Counsel for the employer strongly rely upon the case of Liberty Mutual Insurance Co. v. Perry, 53 Ga. App. 527 ( 186 S.E. 576), as does the director in his opinion. This is a head note decision, and states in effect, that where a safety appliance is provided and easily accessible to an employee operating a machine, and its location is known to him, and he has received specific instructions not to operate the machine without the use of the appliance, failure to follow these directions constitutes a wilful failure or refusal to use the safety appliance. An examination of the record in that case reveals that the safety appliance concerned was a paddle for removing metal from a die press; that the employee had been working at the machine for four years; that he admitted receiving specific instructions in the use of the paddle and also that the employer had printed instructions on its use pasted on the machine. Not only were the instructions specific and in plain view, but the length of time the employee had worked at the machine, together with his own admissions, negatived the proposition that he did not understand the use and purpose and necessity of the safety appliance. "When the evidence tends equally to sustawin either of two inconsistent propositions, neither of them can be said to have been established by legitimate proof." Parks v.

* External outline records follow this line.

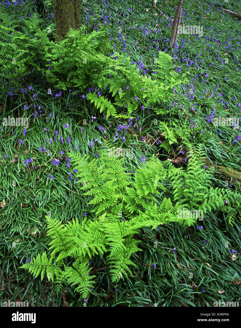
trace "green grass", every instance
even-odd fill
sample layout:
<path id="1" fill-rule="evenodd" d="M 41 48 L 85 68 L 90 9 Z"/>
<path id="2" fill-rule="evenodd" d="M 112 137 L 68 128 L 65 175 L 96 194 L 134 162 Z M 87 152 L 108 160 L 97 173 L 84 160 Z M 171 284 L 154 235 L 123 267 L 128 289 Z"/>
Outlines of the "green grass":
<path id="1" fill-rule="evenodd" d="M 157 142 L 154 142 L 158 136 L 157 130 L 159 128 L 155 124 L 156 119 L 164 121 L 168 126 L 178 131 L 185 125 L 193 125 L 186 136 L 188 141 L 194 145 L 203 144 L 207 157 L 217 165 L 241 171 L 240 142 L 233 143 L 237 132 L 228 127 L 215 128 L 211 123 L 207 123 L 206 119 L 214 108 L 215 117 L 218 114 L 221 117 L 227 115 L 241 116 L 238 105 L 241 102 L 240 22 L 218 11 L 215 6 L 209 8 L 198 1 L 192 4 L 185 2 L 182 15 L 185 25 L 202 24 L 204 36 L 198 38 L 196 35 L 179 35 L 179 48 L 176 51 L 170 47 L 170 41 L 167 41 L 170 37 L 172 21 L 155 9 L 152 1 L 139 2 L 116 0 L 108 5 L 105 1 L 103 4 L 101 1 L 94 2 L 92 4 L 87 1 L 85 7 L 89 10 L 82 12 L 83 23 L 89 19 L 87 17 L 88 12 L 90 17 L 93 12 L 98 14 L 89 21 L 86 32 L 94 28 L 106 25 L 106 35 L 108 37 L 111 36 L 112 44 L 115 45 L 113 50 L 117 52 L 120 51 L 126 57 L 131 54 L 131 60 L 137 62 L 137 67 L 138 62 L 141 62 L 141 74 L 149 74 L 154 69 L 154 59 L 158 54 L 157 45 L 159 51 L 165 51 L 175 58 L 175 69 L 181 67 L 180 73 L 189 70 L 190 83 L 180 86 L 177 94 L 174 94 L 167 103 L 160 105 L 160 109 L 168 111 L 166 114 L 143 111 L 140 105 L 133 113 L 133 117 L 139 117 L 135 119 L 138 126 L 134 133 L 130 131 L 125 136 L 126 141 L 123 146 L 132 147 L 134 144 L 136 159 L 125 158 L 127 171 L 134 171 L 141 163 L 141 159 L 143 155 L 148 159 L 152 154 L 159 153 L 161 160 L 173 159 L 176 155 L 180 155 L 182 145 L 185 143 L 181 138 L 178 139 L 178 145 L 173 144 L 169 153 L 161 148 Z M 157 6 L 171 19 L 178 3 L 177 0 L 159 1 Z M 228 9 L 231 8 L 229 3 L 224 3 L 224 5 Z M 29 13 L 32 15 L 36 11 L 41 14 L 44 10 L 47 11 L 41 17 L 43 30 L 53 23 L 51 13 L 54 10 L 51 6 L 48 6 L 41 1 L 36 2 L 35 4 L 33 1 L 28 2 L 25 7 L 23 13 L 19 15 L 19 9 L 18 11 L 16 10 L 15 13 L 11 7 L 7 10 L 13 20 L 15 17 L 20 22 L 17 30 L 21 28 L 20 14 L 27 17 Z M 236 1 L 232 8 L 234 11 L 241 12 L 240 2 Z M 106 23 L 106 16 L 109 16 L 110 13 L 111 17 L 107 18 L 110 22 Z M 117 27 L 118 20 L 122 29 L 120 37 Z M 160 26 L 156 26 L 156 24 Z M 153 28 L 156 32 L 150 33 L 149 31 Z M 148 31 L 145 35 L 145 29 Z M 50 37 L 53 39 L 52 34 L 50 33 Z M 200 49 L 202 56 L 198 55 Z M 227 63 L 226 58 L 228 59 Z M 192 60 L 193 63 L 190 64 Z M 188 63 L 190 66 L 187 66 Z M 214 65 L 210 66 L 212 64 Z M 221 68 L 219 69 L 220 66 Z M 149 72 L 146 71 L 147 68 Z M 209 75 L 204 77 L 206 74 Z M 224 80 L 225 78 L 226 81 Z M 104 119 L 92 104 L 81 98 L 83 91 L 80 90 L 75 95 L 75 90 L 71 90 L 70 93 L 62 91 L 61 96 L 55 99 L 55 94 L 59 91 L 52 90 L 53 96 L 48 94 L 47 90 L 49 84 L 41 80 L 34 72 L 26 81 L 26 93 L 16 90 L 13 99 L 8 93 L 10 89 L 8 81 L 1 76 L 0 79 L 0 105 L 3 106 L 0 113 L 0 200 L 2 203 L 4 199 L 6 203 L 1 207 L 0 213 L 0 304 L 9 299 L 16 301 L 18 299 L 28 300 L 30 304 L 34 302 L 35 306 L 61 306 L 65 304 L 82 306 L 82 300 L 74 292 L 74 288 L 66 286 L 64 295 L 57 297 L 54 287 L 47 278 L 41 282 L 40 277 L 34 279 L 19 268 L 38 253 L 46 250 L 49 253 L 48 245 L 50 240 L 45 236 L 44 218 L 48 212 L 51 212 L 52 217 L 64 222 L 77 217 L 82 219 L 84 213 L 87 213 L 88 219 L 94 218 L 91 213 L 92 208 L 87 204 L 88 198 L 80 191 L 71 165 L 66 167 L 66 157 L 70 158 L 72 153 L 77 152 L 94 157 L 104 136 L 99 126 L 105 128 L 106 138 L 113 140 L 119 125 L 128 122 L 111 116 Z M 206 82 L 203 83 L 204 79 Z M 195 91 L 193 95 L 188 93 L 191 84 Z M 214 90 L 218 85 L 219 88 Z M 33 91 L 28 91 L 29 85 Z M 219 92 L 222 95 L 219 95 Z M 33 99 L 33 95 L 35 93 L 38 98 L 33 100 L 33 105 L 35 103 L 37 108 L 40 106 L 42 111 L 41 117 L 38 115 L 36 118 L 32 109 L 23 109 L 25 103 L 29 104 L 29 99 Z M 235 96 L 236 99 L 234 100 Z M 222 99 L 224 100 L 221 103 Z M 228 104 L 226 103 L 227 101 Z M 192 107 L 195 108 L 195 111 Z M 39 110 L 37 111 L 39 114 Z M 21 114 L 23 117 L 29 118 L 30 126 L 25 136 L 24 127 L 3 127 L 2 124 L 3 118 L 9 115 L 19 117 Z M 92 116 L 96 117 L 93 122 Z M 66 123 L 69 126 L 65 128 L 63 126 Z M 177 128 L 174 123 L 179 127 Z M 81 127 L 84 127 L 83 132 Z M 45 128 L 49 130 L 47 133 Z M 201 134 L 202 130 L 203 134 Z M 64 144 L 59 138 L 58 141 L 54 142 L 56 130 L 59 137 L 63 138 Z M 146 139 L 142 141 L 144 136 Z M 67 138 L 70 137 L 68 143 Z M 53 139 L 51 145 L 49 144 L 50 138 Z M 148 139 L 150 141 L 147 143 Z M 19 143 L 19 139 L 23 140 L 22 144 Z M 164 138 L 162 140 L 164 141 Z M 94 144 L 93 147 L 90 146 L 91 142 Z M 44 144 L 49 153 L 39 152 Z M 120 140 L 115 143 L 115 147 L 117 148 L 122 144 Z M 61 151 L 64 154 L 59 159 Z M 16 155 L 18 157 L 15 158 L 15 161 L 10 163 Z M 25 165 L 25 161 L 31 157 L 33 161 Z M 52 164 L 54 157 L 60 159 L 59 166 Z M 73 175 L 71 180 L 70 173 Z M 52 174 L 53 179 L 51 179 Z M 216 174 L 213 183 L 214 186 L 224 186 L 224 179 Z M 238 189 L 238 184 L 234 183 L 232 188 Z M 92 265 L 97 277 L 94 291 L 88 300 L 88 306 L 153 306 L 156 303 L 163 306 L 212 306 L 213 302 L 220 299 L 238 301 L 241 284 L 234 284 L 232 282 L 235 278 L 241 280 L 241 224 L 237 220 L 232 227 L 228 225 L 224 214 L 208 213 L 203 221 L 197 221 L 196 225 L 191 228 L 169 224 L 161 226 L 160 230 L 142 229 L 142 234 L 136 237 L 140 240 L 139 247 L 143 251 L 133 256 L 139 269 L 133 271 L 133 278 L 130 277 L 128 280 L 117 285 L 110 281 L 104 260 L 98 257 L 93 259 Z M 201 225 L 203 229 L 197 229 Z M 37 232 L 34 235 L 32 233 L 36 231 L 35 229 Z M 207 243 L 205 244 L 203 240 Z M 156 241 L 156 247 L 154 246 Z M 227 242 L 229 243 L 228 248 L 225 246 Z M 176 255 L 174 253 L 174 247 Z M 231 249 L 238 253 L 237 257 L 233 258 L 234 260 L 230 257 L 232 254 L 229 251 Z M 156 265 L 155 269 L 153 264 Z M 191 278 L 190 274 L 193 275 Z"/>

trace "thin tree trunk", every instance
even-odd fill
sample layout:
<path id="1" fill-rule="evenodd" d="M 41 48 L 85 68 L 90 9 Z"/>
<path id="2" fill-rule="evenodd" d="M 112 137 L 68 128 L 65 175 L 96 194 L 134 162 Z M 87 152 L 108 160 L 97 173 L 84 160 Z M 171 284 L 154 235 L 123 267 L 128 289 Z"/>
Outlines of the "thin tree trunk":
<path id="1" fill-rule="evenodd" d="M 176 42 L 177 40 L 177 37 L 178 35 L 178 27 L 179 26 L 181 22 L 182 9 L 184 1 L 184 0 L 179 0 L 179 2 L 174 17 L 171 38 L 172 46 L 173 48 L 175 47 L 175 43 Z"/>
<path id="2" fill-rule="evenodd" d="M 207 5 L 208 5 L 209 6 L 214 6 L 213 4 L 210 4 L 209 3 L 206 2 L 204 2 L 204 3 L 206 4 Z M 226 9 L 226 8 L 223 8 L 222 7 L 219 7 L 218 8 L 219 9 L 221 9 L 223 10 L 224 11 L 225 11 L 225 12 L 227 12 L 228 14 L 230 14 L 230 15 L 232 15 L 233 16 L 235 16 L 235 17 L 239 17 L 241 18 L 241 14 L 239 13 L 239 12 L 235 12 L 234 11 L 232 11 L 231 10 L 229 10 L 229 9 Z"/>
<path id="3" fill-rule="evenodd" d="M 54 0 L 55 41 L 66 37 L 70 27 L 77 30 L 81 26 L 79 0 Z"/>

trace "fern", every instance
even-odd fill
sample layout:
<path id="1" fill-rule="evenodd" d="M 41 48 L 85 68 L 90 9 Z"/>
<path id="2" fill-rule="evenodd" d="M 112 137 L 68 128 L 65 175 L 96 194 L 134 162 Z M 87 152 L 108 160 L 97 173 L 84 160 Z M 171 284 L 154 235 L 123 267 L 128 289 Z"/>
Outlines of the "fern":
<path id="1" fill-rule="evenodd" d="M 125 171 L 123 158 L 111 155 L 109 146 L 102 144 L 97 159 L 72 155 L 80 189 L 89 197 L 94 219 L 80 222 L 77 219 L 63 225 L 46 216 L 48 234 L 52 239 L 50 259 L 44 252 L 42 257 L 38 255 L 21 267 L 35 277 L 41 274 L 41 279 L 46 274 L 54 280 L 57 292 L 65 282 L 76 286 L 75 291 L 87 298 L 96 277 L 90 275 L 89 263 L 97 255 L 105 256 L 112 281 L 128 278 L 132 274 L 131 267 L 136 267 L 132 255 L 141 251 L 134 236 L 143 227 L 155 229 L 171 222 L 190 226 L 197 220 L 191 215 L 192 211 L 206 214 L 218 209 L 232 224 L 235 209 L 241 204 L 240 195 L 211 186 L 212 172 L 202 168 L 205 153 L 201 148 L 187 145 L 189 158 L 186 170 L 176 168 L 168 161 L 161 162 L 153 154 L 132 177 Z"/>

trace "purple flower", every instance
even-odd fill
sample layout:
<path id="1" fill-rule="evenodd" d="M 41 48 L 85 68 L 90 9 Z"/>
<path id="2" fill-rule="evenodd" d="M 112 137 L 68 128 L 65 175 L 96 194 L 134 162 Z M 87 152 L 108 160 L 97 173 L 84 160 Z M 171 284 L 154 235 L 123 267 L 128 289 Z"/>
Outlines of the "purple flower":
<path id="1" fill-rule="evenodd" d="M 55 159 L 55 158 L 54 159 L 53 161 L 52 162 L 52 164 L 54 164 L 54 165 L 59 165 L 59 161 L 58 159 Z"/>
<path id="2" fill-rule="evenodd" d="M 231 250 L 229 251 L 230 253 L 236 253 L 237 252 L 236 251 L 234 251 L 234 249 L 231 249 Z"/>
<path id="3" fill-rule="evenodd" d="M 33 159 L 31 157 L 29 159 L 25 159 L 24 161 L 24 164 L 25 165 L 27 165 L 28 163 L 30 163 L 31 162 L 33 161 Z"/>

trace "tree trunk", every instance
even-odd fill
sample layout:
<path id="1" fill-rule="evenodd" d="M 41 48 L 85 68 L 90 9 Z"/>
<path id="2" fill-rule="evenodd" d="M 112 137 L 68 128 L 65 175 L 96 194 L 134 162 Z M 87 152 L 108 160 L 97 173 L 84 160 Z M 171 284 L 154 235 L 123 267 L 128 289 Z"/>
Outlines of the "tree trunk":
<path id="1" fill-rule="evenodd" d="M 171 38 L 172 46 L 173 48 L 175 47 L 175 42 L 176 42 L 177 40 L 177 37 L 178 35 L 178 27 L 181 22 L 182 9 L 184 1 L 184 0 L 179 0 L 179 2 L 174 17 Z"/>
<path id="2" fill-rule="evenodd" d="M 66 37 L 70 27 L 77 30 L 81 26 L 80 0 L 54 0 L 55 41 Z"/>

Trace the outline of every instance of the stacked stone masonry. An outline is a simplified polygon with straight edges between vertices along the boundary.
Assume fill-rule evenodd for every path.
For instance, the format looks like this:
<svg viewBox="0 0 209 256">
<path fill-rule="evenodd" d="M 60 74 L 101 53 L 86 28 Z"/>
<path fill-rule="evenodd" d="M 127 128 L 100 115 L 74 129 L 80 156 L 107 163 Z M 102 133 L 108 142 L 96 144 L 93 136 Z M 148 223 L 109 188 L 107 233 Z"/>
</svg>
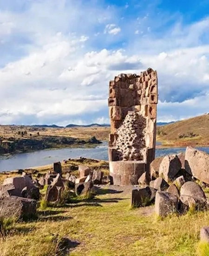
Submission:
<svg viewBox="0 0 209 256">
<path fill-rule="evenodd" d="M 157 74 L 151 68 L 140 75 L 120 74 L 110 81 L 109 157 L 114 184 L 137 184 L 144 172 L 150 175 L 157 101 Z"/>
</svg>

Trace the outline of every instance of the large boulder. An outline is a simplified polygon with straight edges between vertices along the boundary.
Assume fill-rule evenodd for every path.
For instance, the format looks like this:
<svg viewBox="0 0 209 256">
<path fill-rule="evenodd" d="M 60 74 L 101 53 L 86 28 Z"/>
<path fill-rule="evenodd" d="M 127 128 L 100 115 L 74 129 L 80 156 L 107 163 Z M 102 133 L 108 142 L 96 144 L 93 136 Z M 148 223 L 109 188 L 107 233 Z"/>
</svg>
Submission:
<svg viewBox="0 0 209 256">
<path fill-rule="evenodd" d="M 54 172 L 62 175 L 62 165 L 60 162 L 54 162 L 53 169 Z"/>
<path fill-rule="evenodd" d="M 167 182 L 172 181 L 181 167 L 182 164 L 176 155 L 166 155 L 160 164 L 159 175 Z"/>
<path fill-rule="evenodd" d="M 185 205 L 200 208 L 206 203 L 206 196 L 202 188 L 195 182 L 187 182 L 181 187 L 180 200 Z"/>
<path fill-rule="evenodd" d="M 21 196 L 21 191 L 15 189 L 14 186 L 11 183 L 0 186 L 0 198 L 9 197 L 11 195 Z"/>
<path fill-rule="evenodd" d="M 151 179 L 154 180 L 159 177 L 159 169 L 164 156 L 161 156 L 154 159 L 150 165 Z"/>
<path fill-rule="evenodd" d="M 0 217 L 30 219 L 36 211 L 36 200 L 12 196 L 0 199 Z"/>
<path fill-rule="evenodd" d="M 194 177 L 209 184 L 209 155 L 187 147 L 185 156 L 186 171 Z"/>
<path fill-rule="evenodd" d="M 90 173 L 90 168 L 85 165 L 78 165 L 79 177 L 82 178 L 88 176 Z"/>
<path fill-rule="evenodd" d="M 165 190 L 169 187 L 169 185 L 163 178 L 159 177 L 150 182 L 150 187 L 154 188 L 157 190 Z"/>
<path fill-rule="evenodd" d="M 155 197 L 156 190 L 153 188 L 134 188 L 131 193 L 131 206 L 133 207 L 148 205 Z"/>
<path fill-rule="evenodd" d="M 160 217 L 176 212 L 178 209 L 178 197 L 167 192 L 157 191 L 155 197 L 155 212 Z"/>
</svg>

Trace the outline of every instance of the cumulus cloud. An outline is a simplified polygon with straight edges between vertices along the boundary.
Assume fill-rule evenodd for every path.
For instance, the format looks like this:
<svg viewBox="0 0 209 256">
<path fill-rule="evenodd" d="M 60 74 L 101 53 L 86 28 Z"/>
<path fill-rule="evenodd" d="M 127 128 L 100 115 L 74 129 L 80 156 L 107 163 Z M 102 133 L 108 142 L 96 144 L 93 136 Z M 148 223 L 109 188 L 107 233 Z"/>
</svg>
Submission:
<svg viewBox="0 0 209 256">
<path fill-rule="evenodd" d="M 149 67 L 158 73 L 158 121 L 208 112 L 207 17 L 184 24 L 152 6 L 126 16 L 131 2 L 13 3 L 0 0 L 0 123 L 108 122 L 109 81 Z"/>
</svg>

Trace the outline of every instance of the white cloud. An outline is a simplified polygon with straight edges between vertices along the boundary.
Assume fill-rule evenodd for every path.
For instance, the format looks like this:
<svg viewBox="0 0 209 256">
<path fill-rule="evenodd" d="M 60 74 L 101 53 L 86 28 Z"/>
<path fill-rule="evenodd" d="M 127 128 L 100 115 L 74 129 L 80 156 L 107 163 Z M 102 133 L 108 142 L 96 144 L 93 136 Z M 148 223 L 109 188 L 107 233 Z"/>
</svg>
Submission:
<svg viewBox="0 0 209 256">
<path fill-rule="evenodd" d="M 104 33 L 117 34 L 121 31 L 120 27 L 117 27 L 115 24 L 107 24 L 104 29 Z"/>
</svg>

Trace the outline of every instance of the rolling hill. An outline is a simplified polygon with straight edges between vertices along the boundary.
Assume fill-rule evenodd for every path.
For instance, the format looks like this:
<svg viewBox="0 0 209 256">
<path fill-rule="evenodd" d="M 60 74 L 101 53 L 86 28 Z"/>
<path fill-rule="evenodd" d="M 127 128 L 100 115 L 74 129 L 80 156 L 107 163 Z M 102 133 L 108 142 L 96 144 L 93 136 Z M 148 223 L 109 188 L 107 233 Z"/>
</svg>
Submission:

Maryland Casualty Co., 69 Ga. App. 720, 725 ( 26 S.E.2d 562). In the Perry case the uncontradicted evidence revealed that the employee was thoroughly familiar with the machine and instructions concerning it, from which evidence the director was authorized to find that the failure to use the safety device was wilful. In this case the uncontradicted evidence reveals that the employee was almost wholly unfamiliar with the machine, that any instructions he might have had were received a month previously, in connection with instructions on six other machines, and that these instructions as to the rake in question were not to the effect that it was a safety appliance, but were merely a definition of its purpose. The evidence here does not end equally to sustain either proposition, but wholly sustains the proposition that failure to use the meat rake was due to lack of knowledge of the dangers incident thereto. As to the instruction to the employee not to lift the hood while the machine was in operation, he had turned the machine off and there is no evidence from which it might be inferred that he knew it was continuing to operate.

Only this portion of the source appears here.